Author
Listed:
- Wael Hadid
- Satoshi Horii
- Akinori Yokota
Abstract
Motivated by conflicting arguments/claims in the AI literature on its implementation, motivations, and practical impact, we combine interview data from a case company with questionnaire data from eighty-five Japanese manufacturing firms to examine seven AI technologies at firm, function, and technology levels. We find that one-third of the sample firms did not employ any of the seven AI technologies. Over 50% of the remaining firms implemented one or two technologies only. Visual recognition, machine learning and natural written language processing were the most commonly implemented technologies.

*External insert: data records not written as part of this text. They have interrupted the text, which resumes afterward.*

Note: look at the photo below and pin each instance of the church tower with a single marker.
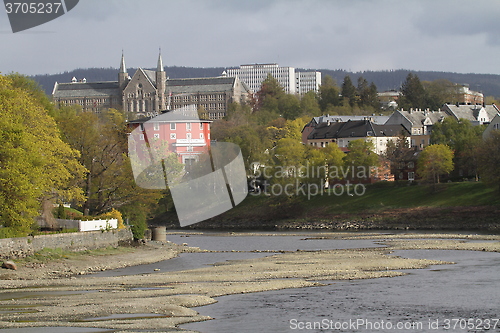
(122, 75)
(161, 82)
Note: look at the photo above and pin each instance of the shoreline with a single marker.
(166, 299)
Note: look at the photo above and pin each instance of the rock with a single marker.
(9, 265)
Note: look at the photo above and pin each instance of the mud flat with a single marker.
(161, 301)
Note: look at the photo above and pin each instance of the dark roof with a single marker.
(87, 89)
(356, 129)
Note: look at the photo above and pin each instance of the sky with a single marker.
(354, 35)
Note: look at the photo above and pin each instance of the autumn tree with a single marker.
(348, 92)
(360, 158)
(463, 138)
(35, 164)
(489, 159)
(102, 143)
(309, 104)
(434, 161)
(328, 94)
(413, 94)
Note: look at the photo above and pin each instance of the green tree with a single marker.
(463, 138)
(489, 159)
(35, 164)
(361, 156)
(309, 104)
(328, 94)
(348, 91)
(102, 143)
(289, 106)
(269, 94)
(435, 160)
(398, 151)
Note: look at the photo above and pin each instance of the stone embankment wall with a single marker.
(76, 241)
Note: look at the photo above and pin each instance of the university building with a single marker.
(292, 81)
(148, 93)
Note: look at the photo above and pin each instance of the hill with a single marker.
(488, 84)
(450, 206)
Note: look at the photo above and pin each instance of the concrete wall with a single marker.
(77, 241)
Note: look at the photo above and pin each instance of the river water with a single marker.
(461, 297)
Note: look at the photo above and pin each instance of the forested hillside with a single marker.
(488, 84)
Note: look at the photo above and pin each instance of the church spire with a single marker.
(159, 66)
(123, 69)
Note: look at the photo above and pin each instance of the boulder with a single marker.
(9, 265)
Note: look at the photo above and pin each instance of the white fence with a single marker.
(97, 225)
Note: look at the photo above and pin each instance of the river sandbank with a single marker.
(161, 301)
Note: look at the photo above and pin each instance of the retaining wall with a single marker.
(76, 241)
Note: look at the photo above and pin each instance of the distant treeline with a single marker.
(488, 84)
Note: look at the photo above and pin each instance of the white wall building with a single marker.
(292, 82)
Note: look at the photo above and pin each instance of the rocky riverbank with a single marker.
(472, 218)
(161, 301)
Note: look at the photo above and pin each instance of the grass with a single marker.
(48, 254)
(377, 197)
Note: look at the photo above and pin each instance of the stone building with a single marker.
(148, 93)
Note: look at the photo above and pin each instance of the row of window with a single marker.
(173, 136)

AI implementation was the highest in production and research and development compared to other functions. The main motivations for implementing AI were to enhance operational efficiency, improve defects detection and prediction, automate processes, and reduce labour hours/costs. Among the firms that implemented AI, improvements in operational efficiency were more frequently reported, followed by reductions in labour hours/costs and enhancements in product/process quality. Lack of business needs, suitability to the business, expertise in implementation, and confidence in generating significant benefits were the main reasons for not experimenting with AI technologies. Our detailed analysis improves our understanding of the current state of AI adoption in manufacturing firms, its practical impact and highlights avenues for future research.
Suggested Citation
Wael Hadid & Satoshi Horii & Akinori Yokota, 2025.
"Artificial intelligent technologies in Japanese manufacturing firms: an empirical survey study,"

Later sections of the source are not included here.